Was GOD ever a surname in England ?

+9 votes
144 views
WikiTree profile: Joan Collard
asked in Policy and Style by Maggie N. G2G6 Pilot (606k points)

2 Answers

+7 votes
Generally, I think not, but there is this record from 1557:

https://familysearch.org/ark:/61903/1:1:NDZ3-2JL
answered by R W G2G6 Pilot (257k points)
Interesting, Ron. Not having the actual image to read, I wonder if this is a transcription error ?
Could be!!
I just found her real surname ...which is not "God". Fixed.
The answer to the question is, of course, no. Which is a shame really, I was hoping to see evidence of religious one-upmanship at a time when religion seems to have dominated all thought. That's the reason why no-one would have been called God - at the time this would still have been a heresy, although times were changing and they would probably not have faced much more than ostracization.

My curiousity is now piqued - so what was her name?
Bigod is the closest I have seen.
John, her name (with what minimal sources I could see in the split second that I had to look) is MOORE.

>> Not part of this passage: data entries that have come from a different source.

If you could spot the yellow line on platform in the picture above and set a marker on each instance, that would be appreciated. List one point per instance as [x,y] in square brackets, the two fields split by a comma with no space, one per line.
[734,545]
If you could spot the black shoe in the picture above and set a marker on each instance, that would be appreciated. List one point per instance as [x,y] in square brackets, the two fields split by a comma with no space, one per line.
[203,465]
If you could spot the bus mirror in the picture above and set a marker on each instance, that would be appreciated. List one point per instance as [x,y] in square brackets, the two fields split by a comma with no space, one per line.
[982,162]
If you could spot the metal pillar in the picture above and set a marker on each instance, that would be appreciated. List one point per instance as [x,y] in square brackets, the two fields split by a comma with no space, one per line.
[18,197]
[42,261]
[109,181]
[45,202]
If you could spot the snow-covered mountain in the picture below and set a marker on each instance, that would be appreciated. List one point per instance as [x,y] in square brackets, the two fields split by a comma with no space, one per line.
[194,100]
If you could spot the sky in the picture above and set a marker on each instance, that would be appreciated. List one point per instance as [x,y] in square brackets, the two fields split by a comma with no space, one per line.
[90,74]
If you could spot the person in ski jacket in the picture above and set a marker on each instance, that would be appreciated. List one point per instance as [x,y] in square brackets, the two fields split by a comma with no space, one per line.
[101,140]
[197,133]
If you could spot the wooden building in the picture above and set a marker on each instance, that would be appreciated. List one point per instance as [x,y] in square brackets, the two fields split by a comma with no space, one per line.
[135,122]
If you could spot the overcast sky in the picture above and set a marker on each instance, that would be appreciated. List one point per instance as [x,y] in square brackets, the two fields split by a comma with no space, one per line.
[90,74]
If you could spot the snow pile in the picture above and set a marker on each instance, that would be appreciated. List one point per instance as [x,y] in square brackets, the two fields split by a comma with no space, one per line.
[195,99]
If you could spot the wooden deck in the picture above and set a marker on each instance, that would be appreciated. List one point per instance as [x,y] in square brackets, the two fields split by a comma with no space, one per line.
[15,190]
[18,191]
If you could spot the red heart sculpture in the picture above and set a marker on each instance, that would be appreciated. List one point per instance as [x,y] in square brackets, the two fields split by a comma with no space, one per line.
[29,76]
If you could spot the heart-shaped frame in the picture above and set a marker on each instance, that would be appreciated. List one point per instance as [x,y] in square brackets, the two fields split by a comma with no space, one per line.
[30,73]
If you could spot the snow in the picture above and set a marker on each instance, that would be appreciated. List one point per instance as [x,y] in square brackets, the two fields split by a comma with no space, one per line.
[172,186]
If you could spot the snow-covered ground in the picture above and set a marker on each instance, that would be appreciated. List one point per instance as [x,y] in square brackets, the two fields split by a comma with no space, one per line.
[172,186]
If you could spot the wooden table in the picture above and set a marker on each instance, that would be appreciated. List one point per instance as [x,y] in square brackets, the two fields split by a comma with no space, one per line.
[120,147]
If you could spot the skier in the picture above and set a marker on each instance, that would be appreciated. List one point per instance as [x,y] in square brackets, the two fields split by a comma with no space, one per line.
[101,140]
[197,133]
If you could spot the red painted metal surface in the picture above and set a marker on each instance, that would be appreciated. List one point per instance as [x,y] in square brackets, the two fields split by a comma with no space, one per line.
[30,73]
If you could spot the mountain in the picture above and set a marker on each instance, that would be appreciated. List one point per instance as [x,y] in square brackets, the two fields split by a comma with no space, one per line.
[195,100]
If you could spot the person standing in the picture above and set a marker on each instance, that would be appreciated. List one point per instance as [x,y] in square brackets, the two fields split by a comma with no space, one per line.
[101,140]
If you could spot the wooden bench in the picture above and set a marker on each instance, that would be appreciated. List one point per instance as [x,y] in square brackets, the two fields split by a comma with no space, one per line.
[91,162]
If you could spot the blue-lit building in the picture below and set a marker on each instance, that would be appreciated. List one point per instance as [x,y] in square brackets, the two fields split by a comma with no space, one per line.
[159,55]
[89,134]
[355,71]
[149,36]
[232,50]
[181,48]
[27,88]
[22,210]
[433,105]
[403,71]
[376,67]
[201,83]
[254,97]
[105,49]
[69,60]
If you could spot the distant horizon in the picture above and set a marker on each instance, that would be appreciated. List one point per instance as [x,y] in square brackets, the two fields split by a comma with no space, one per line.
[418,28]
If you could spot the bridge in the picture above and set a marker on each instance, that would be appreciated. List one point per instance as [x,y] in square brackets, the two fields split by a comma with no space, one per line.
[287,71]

Bigod , yes...Doug,I can see that as a surname, By God !
I remember reading a news story a few months ago, in which there was a court case - I think it was in Tennessee, but not certain - about a first name.  A woman wanted to name her son Savior and someone refused to enter it on the birth certificate or refused to file the birth certificate or something.  The judge ruled that she could not name her child Savior and issued chapter and verse (pardon the expression, please) of why, which was, effectively, the judge delivering a religious sermon.  There was a whole brouhaha about separation of church and state.  I don't recall the final outcome ... just thought the story sort of fits in here!
Ah!! Bigod, now that makes sense!

It is a Norman-French name. People with this name were hranted earldom of Norfolk after the conquest. Is that why your person is linked to the Royal Aristo etc project?
She could have named him Zaviour, that is a recognised name and sounds nearly the same.
+2 votes
Goode is derived from England, I think.